An ironwood, for example,
on the washed-out bank of Bolin Creek,

its spindly, irregular branches

and few leaves:
hop hornbeam, river tree,

tool wood, hubs and handles,

wood like the thin ropy arms,
of a carpenter, sleeves rolled up,

the one who called it

the prettiest wood he’d ever used,
and maybe the biggest

sonofabitch to work.

A tree lays down a long shadow;
once you step in,

there’s no leaving it.

___________________
Maura High

 

Review by Robert Nisbet

“Dendrology” blends natural and human worlds in the most attractive way of all. Again the strength of the tree world is rendered through detail, graphic and tactile.
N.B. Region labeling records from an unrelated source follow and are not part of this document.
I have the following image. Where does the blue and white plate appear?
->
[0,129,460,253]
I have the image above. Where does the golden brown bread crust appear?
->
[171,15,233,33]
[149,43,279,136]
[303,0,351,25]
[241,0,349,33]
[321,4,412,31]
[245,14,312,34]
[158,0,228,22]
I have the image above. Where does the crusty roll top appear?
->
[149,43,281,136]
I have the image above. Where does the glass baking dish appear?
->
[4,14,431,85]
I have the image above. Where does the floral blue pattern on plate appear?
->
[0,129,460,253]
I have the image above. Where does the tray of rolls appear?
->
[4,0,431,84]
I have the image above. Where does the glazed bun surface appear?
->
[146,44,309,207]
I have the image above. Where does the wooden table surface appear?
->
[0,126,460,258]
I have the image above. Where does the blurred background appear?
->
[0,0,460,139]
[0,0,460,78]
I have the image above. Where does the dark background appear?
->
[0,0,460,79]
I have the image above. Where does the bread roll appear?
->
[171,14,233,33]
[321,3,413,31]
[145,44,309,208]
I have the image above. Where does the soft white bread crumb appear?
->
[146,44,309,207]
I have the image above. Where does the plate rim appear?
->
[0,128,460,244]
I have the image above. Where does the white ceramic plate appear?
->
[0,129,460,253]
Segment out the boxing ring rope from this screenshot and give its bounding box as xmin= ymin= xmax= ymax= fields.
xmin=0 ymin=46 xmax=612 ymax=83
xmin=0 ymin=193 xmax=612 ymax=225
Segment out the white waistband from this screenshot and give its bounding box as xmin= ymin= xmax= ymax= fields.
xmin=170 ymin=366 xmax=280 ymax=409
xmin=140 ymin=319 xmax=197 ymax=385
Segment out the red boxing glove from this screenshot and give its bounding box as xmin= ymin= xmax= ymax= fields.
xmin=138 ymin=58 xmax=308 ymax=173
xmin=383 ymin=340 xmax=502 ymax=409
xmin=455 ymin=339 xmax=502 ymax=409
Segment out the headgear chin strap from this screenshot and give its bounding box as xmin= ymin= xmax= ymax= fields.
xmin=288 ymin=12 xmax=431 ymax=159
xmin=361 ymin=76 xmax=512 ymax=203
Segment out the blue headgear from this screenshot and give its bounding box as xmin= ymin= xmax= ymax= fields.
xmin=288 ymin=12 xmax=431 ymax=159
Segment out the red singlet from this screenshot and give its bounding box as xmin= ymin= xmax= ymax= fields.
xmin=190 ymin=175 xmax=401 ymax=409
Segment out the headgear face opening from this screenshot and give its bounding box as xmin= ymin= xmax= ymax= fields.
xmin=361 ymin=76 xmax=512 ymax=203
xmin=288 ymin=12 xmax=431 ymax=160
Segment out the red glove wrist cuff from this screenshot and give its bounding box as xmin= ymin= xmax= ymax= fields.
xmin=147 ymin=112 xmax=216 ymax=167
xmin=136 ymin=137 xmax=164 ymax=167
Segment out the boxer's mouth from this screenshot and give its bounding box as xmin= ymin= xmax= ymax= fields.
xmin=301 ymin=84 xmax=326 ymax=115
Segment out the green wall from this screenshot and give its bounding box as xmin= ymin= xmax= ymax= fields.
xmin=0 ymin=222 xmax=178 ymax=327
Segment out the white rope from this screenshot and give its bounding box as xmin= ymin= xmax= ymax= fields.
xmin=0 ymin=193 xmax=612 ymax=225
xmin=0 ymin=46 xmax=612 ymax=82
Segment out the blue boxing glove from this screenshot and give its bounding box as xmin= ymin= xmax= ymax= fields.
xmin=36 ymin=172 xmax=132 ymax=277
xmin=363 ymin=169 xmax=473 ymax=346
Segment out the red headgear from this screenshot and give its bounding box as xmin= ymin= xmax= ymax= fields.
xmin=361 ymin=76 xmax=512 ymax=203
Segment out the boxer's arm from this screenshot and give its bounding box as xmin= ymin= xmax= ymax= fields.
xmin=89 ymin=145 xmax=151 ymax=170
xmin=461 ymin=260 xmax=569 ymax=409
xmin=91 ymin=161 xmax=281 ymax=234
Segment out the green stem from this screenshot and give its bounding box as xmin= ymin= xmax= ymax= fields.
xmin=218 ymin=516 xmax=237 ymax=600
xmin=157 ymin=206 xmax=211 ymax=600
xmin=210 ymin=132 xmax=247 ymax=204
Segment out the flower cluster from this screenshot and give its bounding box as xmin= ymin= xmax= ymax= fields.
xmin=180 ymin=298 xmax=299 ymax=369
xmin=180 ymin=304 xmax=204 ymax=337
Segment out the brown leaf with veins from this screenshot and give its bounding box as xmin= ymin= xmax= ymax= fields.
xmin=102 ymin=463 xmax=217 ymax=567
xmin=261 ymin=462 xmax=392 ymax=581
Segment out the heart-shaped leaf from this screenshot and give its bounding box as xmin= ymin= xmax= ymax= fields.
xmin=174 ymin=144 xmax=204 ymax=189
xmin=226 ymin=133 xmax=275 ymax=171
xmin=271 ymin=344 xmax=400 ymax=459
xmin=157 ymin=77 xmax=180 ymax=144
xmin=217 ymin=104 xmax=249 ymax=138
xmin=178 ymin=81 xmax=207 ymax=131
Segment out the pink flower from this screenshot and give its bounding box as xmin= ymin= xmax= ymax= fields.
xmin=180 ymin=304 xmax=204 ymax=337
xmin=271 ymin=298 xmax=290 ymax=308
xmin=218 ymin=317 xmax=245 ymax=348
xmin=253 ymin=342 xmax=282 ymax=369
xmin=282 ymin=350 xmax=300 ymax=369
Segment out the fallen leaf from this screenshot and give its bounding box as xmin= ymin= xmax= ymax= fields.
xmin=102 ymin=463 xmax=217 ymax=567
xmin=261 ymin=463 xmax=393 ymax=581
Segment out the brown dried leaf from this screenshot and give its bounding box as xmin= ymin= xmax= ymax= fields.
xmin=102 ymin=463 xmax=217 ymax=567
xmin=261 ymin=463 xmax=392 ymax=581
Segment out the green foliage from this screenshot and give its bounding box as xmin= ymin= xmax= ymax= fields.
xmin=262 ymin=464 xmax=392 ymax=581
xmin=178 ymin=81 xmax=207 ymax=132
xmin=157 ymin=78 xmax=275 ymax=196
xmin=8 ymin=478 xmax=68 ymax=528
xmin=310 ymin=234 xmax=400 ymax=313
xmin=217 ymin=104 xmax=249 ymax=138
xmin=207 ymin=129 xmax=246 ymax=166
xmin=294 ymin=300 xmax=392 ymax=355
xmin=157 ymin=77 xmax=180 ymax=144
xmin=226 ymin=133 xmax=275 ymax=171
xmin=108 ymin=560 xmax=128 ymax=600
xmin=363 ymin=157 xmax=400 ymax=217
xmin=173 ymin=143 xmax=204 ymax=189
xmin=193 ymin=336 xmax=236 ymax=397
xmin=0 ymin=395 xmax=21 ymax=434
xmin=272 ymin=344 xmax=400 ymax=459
Then, through the lovely image of the “thin ropy arms” of the carpenter, all are linked: the carpenter, the pretty wood, the “sonofabitch”, and the shadow over-arching them.

 

Review by Paul Willis

Dendrology, I am told, is the study of trees.  “How long do you need / to see a tree?”  Forever, it would seem.  Fortunately, we have that long.  “A tree lays down a long shadow; / once you step in, // there’s no leaving it.”

 

Review by Jared Pearce

Trees, because they’re so utterly alien against us humans, are wonderful.  I like this poem’s work to call us to gratitude, both for those weird creatures that root and tower, that are so lovely and so difficult, and for those who strive to master those creatures.  It’s taken me some time to try to come to terms with trees, and the final image here of the “long shadow” where “there’s no leaving it” is, for my experience, quite true.  Also, I think the pun in the last line is subtle enough to be a real kick.